The Campbell Liberals’ first budget will leave scars on the social fabric of British Columbia that will take decades to heal, says the Hospital Employees’ Union (CUPE).
“The finance minister has made it official,” says HEU president Fred Muzin. “B.C. will be run on a cash and carry basis where many will have to cash in their tax cuts — and much more — to pay for sales tax and MSP premium increases, new user fees, tuition hikes and delisted drugs and medical services. Many others will be forced to choose between their health care needs and groceries.
“But Collins has delivered a gold medal performance to his corporate friends — many from outside B.C. — who will be snapping up lucrative contracts to deliver radically downsized public services.”
The budget contains more than $750 million in regressive tax measures that will disproportionately impact middle and lower income British Columbians. “It’s the height of hypocrisy,” says Muzin, “that government is prepared to transfer the tax burden to middle- and low-income British Columbians to pay for physicians’ salaries while preserving huge tax giveaways to the wealthy and corporations.
“But in this `us and them’ budget, the Campbell Liberals shred legally signed collective agreements, slash income assistance and gut public services. The budget documents even suggest that there will be a larger role for private health insurance to cover delisted health services.

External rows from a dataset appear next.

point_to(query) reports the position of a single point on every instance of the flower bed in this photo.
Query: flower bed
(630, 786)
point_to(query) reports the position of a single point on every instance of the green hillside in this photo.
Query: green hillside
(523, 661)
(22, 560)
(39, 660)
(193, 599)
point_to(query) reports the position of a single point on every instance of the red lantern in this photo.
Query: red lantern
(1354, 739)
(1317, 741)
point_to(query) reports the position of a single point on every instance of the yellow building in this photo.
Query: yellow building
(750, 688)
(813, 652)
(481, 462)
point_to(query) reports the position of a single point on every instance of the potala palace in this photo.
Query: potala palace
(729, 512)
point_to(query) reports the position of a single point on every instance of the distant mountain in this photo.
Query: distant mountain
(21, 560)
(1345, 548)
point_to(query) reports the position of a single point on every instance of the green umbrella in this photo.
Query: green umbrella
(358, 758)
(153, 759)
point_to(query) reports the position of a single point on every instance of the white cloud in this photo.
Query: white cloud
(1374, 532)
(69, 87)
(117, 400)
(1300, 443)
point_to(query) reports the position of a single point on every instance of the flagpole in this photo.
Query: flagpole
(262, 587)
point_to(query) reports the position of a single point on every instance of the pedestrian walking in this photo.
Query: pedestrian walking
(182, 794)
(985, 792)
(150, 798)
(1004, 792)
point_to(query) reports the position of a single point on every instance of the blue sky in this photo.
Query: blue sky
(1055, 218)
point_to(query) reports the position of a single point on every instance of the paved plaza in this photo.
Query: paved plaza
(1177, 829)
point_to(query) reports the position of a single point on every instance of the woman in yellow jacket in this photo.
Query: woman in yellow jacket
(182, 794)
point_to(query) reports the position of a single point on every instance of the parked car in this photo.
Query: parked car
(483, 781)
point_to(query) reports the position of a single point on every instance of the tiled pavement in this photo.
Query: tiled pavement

Who voted for that?”
Muzin expects health authorities to implement a defacto $1.5 billion spending cut over three years by announcing hospital closures and staff lay-offs over the next few weeks. “Communities already facing hard times are going to lose their hospitals along with thousands of good health care jobs,” says Muzin. “So much for the promise to protect health care.”
And Collins’ plans to force performance contracts on health authorities to reduce waiting lists and transfer care into the community is a set up, adds Muzin. “Asking front-line staff to reduce waiting lists in a climate of massive downsizing is a recipe for failure and a prelude to privatization.”
Health capital spending will fall by more than half over the next two years and Victoria plans to embark on an aggressive program to privatize health care infrastructure through so-called public-private partnerships. “But the evidence from other jurisdictions is quite clear,” says Muzin. “The costs of financing and operating P3 hospitals have resulted in poorer quality care and a long-term financial burden for taxpayers. Campbell’s private hospitals will make fast ferries look like spare change.”